I laughed so loud reading this, I woke up the dogs!! This is EXACTLY what I thought too after I read about Willow's antics!


----------



## Adriennelane (Feb 13, 2008)

That's what happens at our house, LOL. Well, that or she just gets up and walks away. I woke up the other night just as she was jumping out of our bed to sleep in the floor. I inhaled a deep breath and smelled the obvious smell of doggy sleep fart. Of course, Bart was sleeping so deeply he had no idea.


----------



## grcharlie (Nov 10, 2007)

Yeah......blame it on the dog.......LOL. Sally used to do that in OB school. And the day Daisy graduated puppy school. The trainer handed me the diploma and just a minute later she pooped in the middle of the room........Im like NOOOOOO!


----------



## Mssjnnfer (Aug 9, 2009)

LOL, this thread was making me laugh really hard. 

The first time Gary's parents came to see our "well-behaved golden retriever" ... we were all standing in the living room chatting, Mojo wanders in the middle of all of us and pees. And it wasn't just a little tinkle... it was a lake. 

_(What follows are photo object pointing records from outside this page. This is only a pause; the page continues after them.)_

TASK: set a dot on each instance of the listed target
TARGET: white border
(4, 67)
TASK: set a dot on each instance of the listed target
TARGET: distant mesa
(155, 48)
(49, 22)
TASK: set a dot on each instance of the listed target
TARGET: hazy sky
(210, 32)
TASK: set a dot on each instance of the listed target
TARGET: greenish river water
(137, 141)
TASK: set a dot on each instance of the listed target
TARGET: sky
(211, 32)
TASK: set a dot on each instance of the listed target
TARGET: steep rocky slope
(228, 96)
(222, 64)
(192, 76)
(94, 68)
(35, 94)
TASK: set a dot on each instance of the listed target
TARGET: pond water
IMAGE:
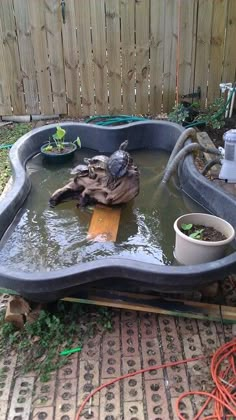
(43, 238)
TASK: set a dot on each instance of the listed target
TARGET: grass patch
(64, 326)
(8, 135)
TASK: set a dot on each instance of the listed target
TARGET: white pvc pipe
(232, 105)
(227, 108)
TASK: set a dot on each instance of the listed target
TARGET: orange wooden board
(104, 224)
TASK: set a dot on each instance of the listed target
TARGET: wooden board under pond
(104, 224)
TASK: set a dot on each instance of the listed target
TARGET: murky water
(42, 238)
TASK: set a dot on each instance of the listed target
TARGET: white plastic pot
(189, 251)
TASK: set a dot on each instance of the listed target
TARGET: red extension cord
(223, 371)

LOL, you guys are so funny.


----------



## paula bedard (Feb 5, 2008)

Oh No, Not Willow! 
I have some funny doggie fart stories...but you really had to be there...


----------



## docdoo475 (Jul 14, 2009)

Ahh man, Scooby did the exact same thing last year at thanksgiving in the living room. Good thing he's cute.


----------



## gold4me (Mar 12, 2006)

ha ha ha ha ha Did your face get red???


----------



## sunshinesmom (Sep 24, 2008)

Thanks for the laugh!!! That sure brings back memories of my goofy Riley. The chemo he received for the lymphoma made him fart like a pro. I have one of those ridiculous remote control fart machines (I sometimes have immature humor) but I never needed it around Riley. I even think he figured out that it made us laugh - or at least that's what I thought - because he always seemed to want an audience before letting one loose.


----------



## maple1144 (Oct 18, 2009)

I love the idea of our pups farting to entertain us! lol


----------



## LibertyME (Jan 6, 2007)

Thanks for the giggle!
You just know everyone there told tht story to everyone they met for the rest of the day!

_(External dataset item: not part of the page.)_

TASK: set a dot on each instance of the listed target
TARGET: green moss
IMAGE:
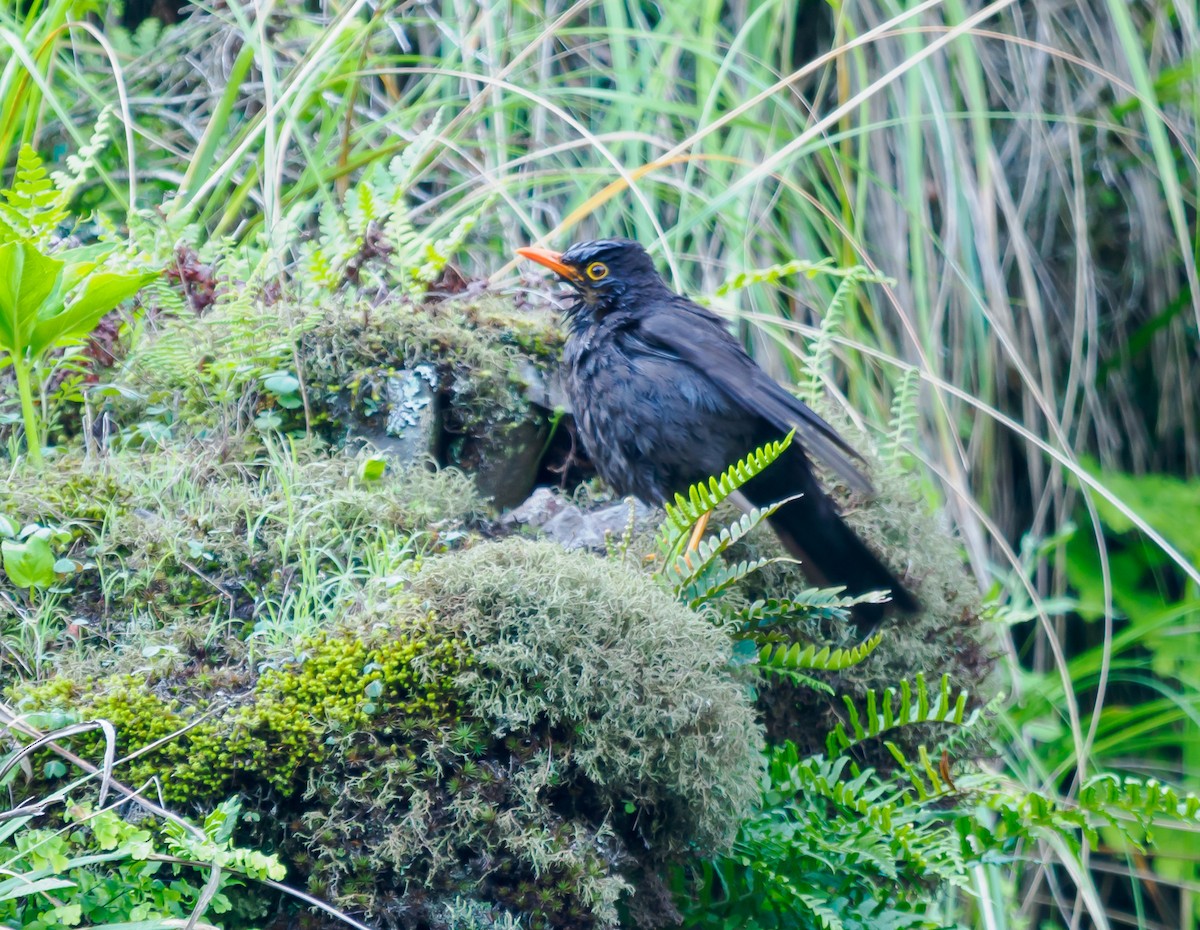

FYI girls dont "Fart" they "Fluff" ;-)


----------



## Refused Autopsy (Apr 18, 2009)

Cute story!! Thanks for the share!!


----------



## moverking (Feb 26, 2007)

Uh-oh...Willow needs some Beano, lol



Faith's mommy said:


> i know this is totally off topic, but i just love the name Willow!


And I always think of Joan Armatrading's song "Willow" 

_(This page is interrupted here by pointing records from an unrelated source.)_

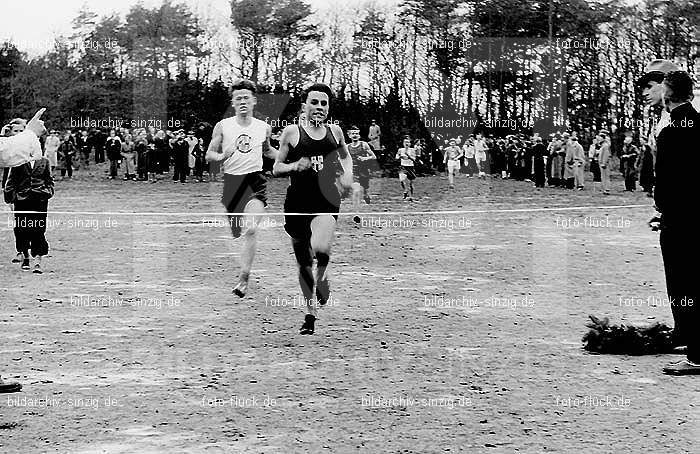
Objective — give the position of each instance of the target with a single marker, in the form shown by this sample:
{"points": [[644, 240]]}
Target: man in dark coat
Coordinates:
{"points": [[677, 198], [539, 153], [181, 154]]}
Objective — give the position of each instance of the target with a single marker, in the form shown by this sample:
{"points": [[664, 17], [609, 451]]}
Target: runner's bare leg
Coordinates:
{"points": [[322, 236]]}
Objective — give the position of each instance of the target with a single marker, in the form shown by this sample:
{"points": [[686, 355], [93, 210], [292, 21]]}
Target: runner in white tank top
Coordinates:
{"points": [[239, 143], [244, 145]]}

http://www.lyrics007.com/Boys On The Side Soundtrack Lyrics/Willow Lyrics.html


----------



## goldengirls550 (Jun 12, 2008)

Haha! That is too funny!

The worst are what we call Aubrie's "SBD's"- silent, but deadly. You will be in a room with Aubrie and other people and Aubrie lets one rip. It's so bad I swear it can peel paint off the walls! Then, you have to come up with a convincing way to tell everyone IT WAS REALLY THE DOG, I SWEAR!!! While Aubrie just fans the fumes around with her tail and looks very innocent. :doh:


----------



## Lisa_and_Willow. (Dec 18, 2007)

paula bedard said:


> Oh No, Not Willow!
> I have some funny doggie fart stories...but you really had to be there...


No thanks!


----------